Zapach chleba i dotyk historii
Zapach chleba i dotyk historii

W poranek 20 września 2022 r., radzionkowski autobus miejski wypełnił się Gwiazdkami – maluchy i średniaki oraz Słoneczkami - starszaki i zerówkowicze z Przedszkola Niepublicznego im. Bł. Edmunda Bojanowskiego. Śpiąca atmosfera panująca w autobusie od razu się ożywiła, dla wielu przedszkolaków przejażdżka miejskim autobusem to nie lada atrakcja, więc ich radość udzielała się także innym pasażerom, ale prawdziwa atrakcja była dopiero przed dziećmi i trzeba śmiało powiedzieć, że nie tylko przed nimi, a celem naszej edukacyjnej wyprawy było Muzeum Chleba znajdujące się w Radzionkowie.

 

Pod serdeczną opieką wychowawczyń s.M Emilii, Pani Sandry oraz s.M. Natalii a także pod niemniej serdeczną opieką Pani Edyty, mamy Klaudii, mamy Sylwii oraz woluntariuszki Weroniki zmierzaliśmy w miejsce pełne ciekawostek i historycznych eksponatów. Zapowiadał się dzień pełen wrażeń, doświadczeń, okazji do nauki, poznawania tego co dawne. Mieliśmy szczęście być pierwszą grupą tego dnia, więc spokój jaki tam panował wraz z przepięknie zaaranżowanym wejściem zapraszał nas do podróży w czasie.

 

Rozpoczęliśmy od oglądania filmu „Legenda o Bochenku Chleba”, aby zaraz potem zakasać rękawy i zmierzyć się z wcale niełatwym zadaniem jakim było wykonanie warkocza z ciasta. Po wysłuchaniu instrukcji, otrzymaniu własnego kawałka ciasta, zajęciu miejsca przy stołach zapanowało skupienie, bo rolowanie i zaplatanie pochłonęło zarówno dzieci jaki i wspierające ich opiekunki.

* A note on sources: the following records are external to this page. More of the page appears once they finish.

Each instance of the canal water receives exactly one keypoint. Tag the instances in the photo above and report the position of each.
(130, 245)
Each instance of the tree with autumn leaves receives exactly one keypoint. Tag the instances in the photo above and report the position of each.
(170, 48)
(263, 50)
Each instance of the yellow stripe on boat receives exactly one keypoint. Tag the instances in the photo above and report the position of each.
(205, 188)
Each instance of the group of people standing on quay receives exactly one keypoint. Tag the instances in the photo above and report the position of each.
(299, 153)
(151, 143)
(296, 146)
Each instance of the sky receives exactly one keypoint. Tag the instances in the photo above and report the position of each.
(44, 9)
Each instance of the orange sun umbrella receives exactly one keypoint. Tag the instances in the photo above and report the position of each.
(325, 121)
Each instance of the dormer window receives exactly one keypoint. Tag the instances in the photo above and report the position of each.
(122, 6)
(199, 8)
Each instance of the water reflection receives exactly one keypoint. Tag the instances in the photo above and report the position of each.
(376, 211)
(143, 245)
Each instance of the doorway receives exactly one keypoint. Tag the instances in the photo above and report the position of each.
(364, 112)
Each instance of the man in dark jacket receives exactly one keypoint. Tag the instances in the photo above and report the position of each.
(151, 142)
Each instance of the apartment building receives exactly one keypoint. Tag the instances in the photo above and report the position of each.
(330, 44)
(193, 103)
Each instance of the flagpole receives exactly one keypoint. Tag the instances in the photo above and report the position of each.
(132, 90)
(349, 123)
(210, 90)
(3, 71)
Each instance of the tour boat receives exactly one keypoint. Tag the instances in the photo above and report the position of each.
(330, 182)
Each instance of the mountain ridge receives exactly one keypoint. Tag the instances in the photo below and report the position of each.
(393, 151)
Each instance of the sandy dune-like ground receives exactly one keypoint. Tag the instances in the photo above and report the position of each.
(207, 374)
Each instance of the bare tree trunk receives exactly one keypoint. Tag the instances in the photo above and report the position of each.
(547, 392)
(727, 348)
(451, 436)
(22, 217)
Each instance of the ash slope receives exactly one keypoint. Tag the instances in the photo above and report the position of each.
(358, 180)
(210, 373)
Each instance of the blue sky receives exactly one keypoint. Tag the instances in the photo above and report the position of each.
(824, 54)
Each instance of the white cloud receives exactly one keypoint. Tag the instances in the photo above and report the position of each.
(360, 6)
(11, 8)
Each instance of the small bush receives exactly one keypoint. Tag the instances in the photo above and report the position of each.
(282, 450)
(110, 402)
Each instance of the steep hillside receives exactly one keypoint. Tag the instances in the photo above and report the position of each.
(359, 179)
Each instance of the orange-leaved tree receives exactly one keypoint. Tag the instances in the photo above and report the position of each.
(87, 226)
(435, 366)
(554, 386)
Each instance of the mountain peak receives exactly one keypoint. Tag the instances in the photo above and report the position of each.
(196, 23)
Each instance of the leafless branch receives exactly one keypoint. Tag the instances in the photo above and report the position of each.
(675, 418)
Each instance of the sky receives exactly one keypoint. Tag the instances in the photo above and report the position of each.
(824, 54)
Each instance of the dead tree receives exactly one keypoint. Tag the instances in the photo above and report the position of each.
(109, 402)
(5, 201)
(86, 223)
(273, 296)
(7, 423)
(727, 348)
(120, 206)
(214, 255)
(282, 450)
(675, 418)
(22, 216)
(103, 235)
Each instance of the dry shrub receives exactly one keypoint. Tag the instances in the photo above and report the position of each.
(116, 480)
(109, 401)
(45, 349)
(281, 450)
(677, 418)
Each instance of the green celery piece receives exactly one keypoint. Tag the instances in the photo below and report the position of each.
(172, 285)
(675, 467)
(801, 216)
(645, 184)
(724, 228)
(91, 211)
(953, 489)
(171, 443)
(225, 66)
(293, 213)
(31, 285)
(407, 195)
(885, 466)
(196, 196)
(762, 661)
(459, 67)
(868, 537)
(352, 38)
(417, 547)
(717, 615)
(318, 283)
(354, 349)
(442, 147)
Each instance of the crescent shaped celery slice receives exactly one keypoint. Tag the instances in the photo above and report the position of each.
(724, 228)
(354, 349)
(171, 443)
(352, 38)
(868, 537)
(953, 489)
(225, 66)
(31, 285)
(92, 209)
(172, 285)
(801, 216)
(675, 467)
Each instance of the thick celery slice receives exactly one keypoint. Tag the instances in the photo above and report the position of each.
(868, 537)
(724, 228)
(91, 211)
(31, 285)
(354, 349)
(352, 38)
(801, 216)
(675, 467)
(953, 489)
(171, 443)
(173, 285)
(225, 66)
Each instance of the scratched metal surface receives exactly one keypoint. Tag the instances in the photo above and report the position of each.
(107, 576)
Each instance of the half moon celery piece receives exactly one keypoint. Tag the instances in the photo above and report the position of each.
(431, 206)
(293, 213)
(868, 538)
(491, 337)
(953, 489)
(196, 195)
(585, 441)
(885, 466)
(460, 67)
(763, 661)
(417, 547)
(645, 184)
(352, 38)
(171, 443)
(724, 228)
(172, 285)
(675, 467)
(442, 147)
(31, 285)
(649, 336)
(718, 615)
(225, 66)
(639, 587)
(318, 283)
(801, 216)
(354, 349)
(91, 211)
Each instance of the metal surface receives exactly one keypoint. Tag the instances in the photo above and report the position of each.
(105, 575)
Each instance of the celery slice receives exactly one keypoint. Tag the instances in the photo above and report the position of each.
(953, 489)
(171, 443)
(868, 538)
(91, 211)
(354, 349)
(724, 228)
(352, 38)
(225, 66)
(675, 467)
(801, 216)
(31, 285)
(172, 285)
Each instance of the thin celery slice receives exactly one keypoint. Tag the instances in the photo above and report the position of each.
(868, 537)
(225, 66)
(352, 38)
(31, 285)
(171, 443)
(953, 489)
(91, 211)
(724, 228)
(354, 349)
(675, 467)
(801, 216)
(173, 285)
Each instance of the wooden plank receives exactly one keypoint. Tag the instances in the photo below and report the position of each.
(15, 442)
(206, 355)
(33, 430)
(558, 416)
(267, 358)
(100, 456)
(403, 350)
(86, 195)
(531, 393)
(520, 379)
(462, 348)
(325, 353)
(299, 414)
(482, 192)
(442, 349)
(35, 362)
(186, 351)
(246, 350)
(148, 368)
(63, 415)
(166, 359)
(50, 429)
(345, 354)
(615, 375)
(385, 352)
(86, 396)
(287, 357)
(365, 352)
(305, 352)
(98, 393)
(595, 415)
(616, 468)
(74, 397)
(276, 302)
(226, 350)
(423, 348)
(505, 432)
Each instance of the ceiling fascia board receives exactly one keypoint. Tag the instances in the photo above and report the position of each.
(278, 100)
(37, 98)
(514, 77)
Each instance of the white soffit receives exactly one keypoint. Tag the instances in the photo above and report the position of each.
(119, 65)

Po skończonym doświadczeniu piekarskim nadszedł czas na odkrywanie tajemnic poszczególnych pomieszczeń, poznawanie przedziwnych urządzeń, przedmiotów i naczyń, które służyły naszym przodkom dawniej i nie tak dawno. W trasę po muzeum wyruszyliśmy przy dźwiękach metalowej gramofonowej płyty z dziurami i o dziwo dźwięki te wcale nie były przykre dla uszu. Było sporo zagadek dotyczących prezentowanych eksponatów, na które trudno było znaleźć odpowiedź. Były oczywiście urządzenia piekarskie, ale i inne urządzenia oraz przedmioty gospodarstwa domowego. Wiele było ciekawych i nieco zabawnych przedmiotów, które używane były dawniej jak np. specjalna filiżanka dla panów z wąsem, która była tak zrobiona, aby wąs nie ulegał zamoczeniu, albo filiżanka do picia rosołu, tak zbudowana, że można było pić rosół z tłuszczem albo bez.

 

Nasze przedszkolaki miały też okazję zasiąść w szkolnych ławkach, popisać na drewnianych tabliczkach, dowiedzieć się co to kałamarz i że kiedyś obowiązywały fartuszki a dumą ucznia była szkolna tarcza. Po wizycie w galerii pierwszych komputerów i starych telefonów oraz innych ciekawostek elektronicznych przyszedł czas na delektowanie się upieczonymi w międzyczasie dziełami naszych rąk, czyli warkoczami z ciasta. Każde dziecko próbowało zidentyfikować swój niepowtarzalny wypiek.

 

Wizyta w tym niezwykłym muzeum była niezwykle bogatym doświadczeniem edukacyjnym dla dzieci i potwierdzeniem, że kiedyś też było fajnie.